Directed by Peter Yates. Starring Ken Marshall, Freddie Jones, David Battley, Lysette Anthony, Alun Armstrong, Bernard Bresslaw, John Welsh, Liam Neeson, Robbie Coltrane, Francesca Annis. [PG]

A mountain-like spaceship arrives on the planet Krull, where its omnipotent leader decides to kidnap a princess (Anthony) on her wedding day; generic hero prince Marshall seeks a magical weapon called the Glaive and teams up with assorted characters (Fellowship of the Glaive?) on the journey to slay the fiend and win back his bride. Expensive production features fine photography and scenery, uneven but occasionally inventive special effects, and a James Horner score that, while liberally cribbing from his work on Star Trek II, promises lots of excitement and adventure—a promise not kept.
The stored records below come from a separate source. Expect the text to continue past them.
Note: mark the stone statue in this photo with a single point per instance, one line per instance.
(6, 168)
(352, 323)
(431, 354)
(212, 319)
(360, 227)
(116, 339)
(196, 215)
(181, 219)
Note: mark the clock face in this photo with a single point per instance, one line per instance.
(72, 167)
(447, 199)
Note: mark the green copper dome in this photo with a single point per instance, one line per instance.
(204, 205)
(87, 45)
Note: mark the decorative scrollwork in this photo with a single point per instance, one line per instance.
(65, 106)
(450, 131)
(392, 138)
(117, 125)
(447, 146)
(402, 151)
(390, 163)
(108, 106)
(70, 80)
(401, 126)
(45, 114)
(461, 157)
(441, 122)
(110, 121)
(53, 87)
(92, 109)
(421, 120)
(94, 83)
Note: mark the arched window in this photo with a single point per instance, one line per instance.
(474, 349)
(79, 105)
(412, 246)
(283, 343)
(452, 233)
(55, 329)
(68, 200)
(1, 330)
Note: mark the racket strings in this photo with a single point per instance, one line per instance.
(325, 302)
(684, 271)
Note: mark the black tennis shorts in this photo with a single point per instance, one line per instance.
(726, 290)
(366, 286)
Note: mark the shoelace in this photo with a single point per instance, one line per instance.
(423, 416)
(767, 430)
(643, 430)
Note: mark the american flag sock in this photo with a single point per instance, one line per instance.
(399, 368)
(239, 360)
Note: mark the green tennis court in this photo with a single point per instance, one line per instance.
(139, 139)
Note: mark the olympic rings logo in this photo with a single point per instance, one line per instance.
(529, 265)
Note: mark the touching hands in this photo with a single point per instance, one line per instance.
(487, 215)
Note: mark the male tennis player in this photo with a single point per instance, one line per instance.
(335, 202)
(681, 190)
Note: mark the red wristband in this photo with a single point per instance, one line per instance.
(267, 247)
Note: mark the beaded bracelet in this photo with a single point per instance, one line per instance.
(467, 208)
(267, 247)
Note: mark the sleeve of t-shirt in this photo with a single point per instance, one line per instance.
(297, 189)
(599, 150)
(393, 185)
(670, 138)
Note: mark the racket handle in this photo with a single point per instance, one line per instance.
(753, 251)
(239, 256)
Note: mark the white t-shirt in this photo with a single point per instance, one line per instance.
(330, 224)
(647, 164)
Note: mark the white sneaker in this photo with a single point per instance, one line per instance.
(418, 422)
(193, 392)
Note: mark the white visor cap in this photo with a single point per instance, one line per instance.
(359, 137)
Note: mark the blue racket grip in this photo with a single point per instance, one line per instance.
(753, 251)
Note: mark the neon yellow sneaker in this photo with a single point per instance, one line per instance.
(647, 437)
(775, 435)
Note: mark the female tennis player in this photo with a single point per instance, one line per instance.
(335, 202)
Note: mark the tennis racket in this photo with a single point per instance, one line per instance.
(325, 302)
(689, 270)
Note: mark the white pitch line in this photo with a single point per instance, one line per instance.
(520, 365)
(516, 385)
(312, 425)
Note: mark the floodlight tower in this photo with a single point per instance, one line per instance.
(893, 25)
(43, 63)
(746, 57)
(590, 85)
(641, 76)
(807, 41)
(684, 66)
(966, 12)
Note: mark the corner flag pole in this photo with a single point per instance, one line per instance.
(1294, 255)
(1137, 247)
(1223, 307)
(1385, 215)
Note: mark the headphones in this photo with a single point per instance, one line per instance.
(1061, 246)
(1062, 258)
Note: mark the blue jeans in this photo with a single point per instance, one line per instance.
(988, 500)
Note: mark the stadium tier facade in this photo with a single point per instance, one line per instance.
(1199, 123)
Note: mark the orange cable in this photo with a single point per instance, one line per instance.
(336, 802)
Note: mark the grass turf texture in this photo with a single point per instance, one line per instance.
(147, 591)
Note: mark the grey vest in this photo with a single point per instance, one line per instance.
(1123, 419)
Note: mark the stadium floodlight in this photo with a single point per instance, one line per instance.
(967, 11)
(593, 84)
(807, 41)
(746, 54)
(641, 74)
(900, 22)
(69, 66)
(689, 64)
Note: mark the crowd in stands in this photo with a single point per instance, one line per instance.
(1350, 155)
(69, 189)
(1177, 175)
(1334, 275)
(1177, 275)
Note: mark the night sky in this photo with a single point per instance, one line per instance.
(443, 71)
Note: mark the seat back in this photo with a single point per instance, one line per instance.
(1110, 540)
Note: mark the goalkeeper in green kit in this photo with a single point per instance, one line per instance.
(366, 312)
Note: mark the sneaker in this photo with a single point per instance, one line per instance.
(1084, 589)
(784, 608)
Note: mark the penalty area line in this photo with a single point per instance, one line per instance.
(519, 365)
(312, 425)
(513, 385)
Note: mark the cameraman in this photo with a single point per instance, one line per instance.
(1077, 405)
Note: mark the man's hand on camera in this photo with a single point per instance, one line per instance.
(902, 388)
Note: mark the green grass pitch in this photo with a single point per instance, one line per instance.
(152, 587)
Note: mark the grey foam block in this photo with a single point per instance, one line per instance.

Instead, this plodding, dreary mash-up of fantasy and science fiction is illogical, derivative, confusing and, ultimately, quite tedious. The protagonist has no screen presence, the villain is an underdeveloped non-entity until the mundane climax, and the action is both infrequent and uninvolving. Possesses greater ambition and higher visual quality than the average sword-and-sorcery effort of its era, but elaborate does not always equal entertaining; they should have spent more of that exorbitant budget on a livelier script that made sense.